The main purpose of a Bible study is to get to know God better by spending time in his word. However, Bible studies are also a perfect opportunity to build community and add responsibility to your life. Spending time with other believers is uplifting, inspiring, and invigorating.
Adding projects to your Bible study will help members bond with each other and form deeper friendships. Projects are also opportunities for your group to serve the community and gain new perspectives on Bible truth.
Here are six fun projects you can do with your Bible study group to deepen your friendships and learn more about God.
1. Cultivate seedlings
Many stories and parables in the Bible are based on agricultural themes. To make this aspect of Bible cultivation real for your study group, you can plan a spring or summer gardening project. Possibilities for this project include planting window boxes, creating herb pots, or helping an elderly neighbor create a garden.
Pair this project with a study of the story of Ruth or the parable of Jesus’ sower. You could also discuss Paul’s statement in 1 Corinthians 3 that spiritual growth comes from God. In fact, handling and planting seeds will bring these stories to life for your study group.
2. Bake bread
Although today people are running to the store to buy bread, this is a relatively new development. In the Bible, bread is a recurring theme and symbolizes life. In John 6, Jesus refers to an Old Testament story about the Israelites receiving bread from God in the desert. It is called “the bread of life”.
You can associate this project with many different scriptures. For example, you could bake unleavened bread (bread without yeast) and talk about how leaven was used to represent sin in the Old Testament. You can also discuss the biblical mandate for hospitality and sharing resources with others.
3. Pick up trash
In Genesis, God describes the creation of the Earth and calls it good. Then, he gives humanity the responsibility to care for the Earth and all the wildlife on it. The scriptures teach that the fall inherently damaged what the world was meant to be. However, people still have the privilege and the responsibility to take care of it.
After reading this passage, take your group outside and pick up trash in a local neighborhood or park. By spending time outdoors together, you can remember the beautiful world God has created and talk about ways to better care for it personally.
4. Paint a house
Another way to serve your community is to offer to paint for an elderly neighbor or church friend. Get your group together and plan a paint day to fix a chipped fence, freshen up someone’s faded siding or whitewash an old barn. It’s a fun project that also increases the value of the house.
Working on a house is a perfect opportunity to talk about Jesus’ parable of wise and foolish builders. Ask your study group what their life is built on and how they know it. There are also many Old Testament scriptures that you can refer to that speak of Jesus as the cornerstone.
5. Host a fundraiser
If you think your group is ready to tackle a larger project, consider planning a fundraiser. The Bible reveals that God cares deeply for people who are oppressed, neglected, and abused. Make it your goal to raise money for a foundation that cares for orphans, refugees, and others in need.
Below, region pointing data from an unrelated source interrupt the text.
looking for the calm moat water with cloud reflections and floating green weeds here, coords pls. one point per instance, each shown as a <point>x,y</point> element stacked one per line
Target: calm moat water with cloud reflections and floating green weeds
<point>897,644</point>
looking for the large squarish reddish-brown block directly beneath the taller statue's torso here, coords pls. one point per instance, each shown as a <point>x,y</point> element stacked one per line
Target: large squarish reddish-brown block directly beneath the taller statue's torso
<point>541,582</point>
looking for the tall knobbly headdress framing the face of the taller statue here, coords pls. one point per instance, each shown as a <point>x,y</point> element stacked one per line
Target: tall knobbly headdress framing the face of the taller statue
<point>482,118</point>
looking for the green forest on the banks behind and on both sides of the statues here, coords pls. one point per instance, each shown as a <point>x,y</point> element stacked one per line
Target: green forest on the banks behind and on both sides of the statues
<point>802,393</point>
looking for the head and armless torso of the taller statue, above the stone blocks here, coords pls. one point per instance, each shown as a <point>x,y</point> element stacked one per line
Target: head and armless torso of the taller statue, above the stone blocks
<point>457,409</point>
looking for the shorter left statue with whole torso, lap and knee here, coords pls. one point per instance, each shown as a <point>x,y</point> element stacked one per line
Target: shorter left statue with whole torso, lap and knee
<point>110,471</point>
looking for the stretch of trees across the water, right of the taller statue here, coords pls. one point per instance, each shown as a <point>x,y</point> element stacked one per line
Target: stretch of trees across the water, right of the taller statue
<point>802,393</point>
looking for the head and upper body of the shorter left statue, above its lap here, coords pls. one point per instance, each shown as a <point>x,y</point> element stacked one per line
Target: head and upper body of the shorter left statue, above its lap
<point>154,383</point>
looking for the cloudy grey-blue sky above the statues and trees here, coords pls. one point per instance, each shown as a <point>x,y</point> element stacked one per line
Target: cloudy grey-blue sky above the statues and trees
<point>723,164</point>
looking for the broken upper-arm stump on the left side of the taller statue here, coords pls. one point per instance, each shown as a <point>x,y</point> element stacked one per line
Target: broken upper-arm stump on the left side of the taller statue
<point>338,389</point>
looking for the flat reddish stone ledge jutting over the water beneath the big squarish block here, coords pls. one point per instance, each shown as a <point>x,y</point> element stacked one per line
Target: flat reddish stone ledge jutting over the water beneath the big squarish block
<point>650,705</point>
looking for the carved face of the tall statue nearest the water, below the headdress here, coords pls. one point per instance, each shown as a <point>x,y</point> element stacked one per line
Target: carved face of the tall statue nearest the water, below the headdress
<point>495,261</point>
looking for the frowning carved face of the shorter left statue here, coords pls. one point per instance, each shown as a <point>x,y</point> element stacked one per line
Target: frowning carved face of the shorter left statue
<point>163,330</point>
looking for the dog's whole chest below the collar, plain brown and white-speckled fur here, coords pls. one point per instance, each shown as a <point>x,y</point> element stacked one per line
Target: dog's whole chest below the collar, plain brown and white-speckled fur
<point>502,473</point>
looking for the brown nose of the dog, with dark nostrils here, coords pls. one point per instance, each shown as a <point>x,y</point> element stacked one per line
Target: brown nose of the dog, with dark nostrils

Talk to your group about the biblical principles behind this project, then think about what kind of fundraiser you would like to start. Options include holding a bake sale, hosting a car wash, or planning an elaborate dinner and dance event. The best choice for your group will depend on location, time of year, and personal preference.
6. Plan a road trip
To quickly build deep bonds with your group, get in the car and head together to a faraway destination. You can plan a road trip to visit the Museum of the Bible in Washington, DC or visit the reconstruction of Noah’s Ark in Kentucky. Alternatively, go climb a mountain and experience God’s creation.
Extended time stuck together in a car is a perfect opportunity to ask deep questions, talk about what you’re learning, and create hilarious memories. It’s also a great opportunity to discuss some of the fruits of the Spirit – like patience!
Become doers of the word
In James 1, the Bible talks about the importance of acting on what God says and not just thinking about it. By incorporating group projects into your study, you can lead your group to listen to and obey God’s instructions about how Christians are supposed to live.
Projects are also a great way to bring Old Testament stories to life and help your group examine Scripture on a deep, personal level. Whatever projects you decide to do, you will also have fun and bond as a community. Use these six projects to deepen your Bible study.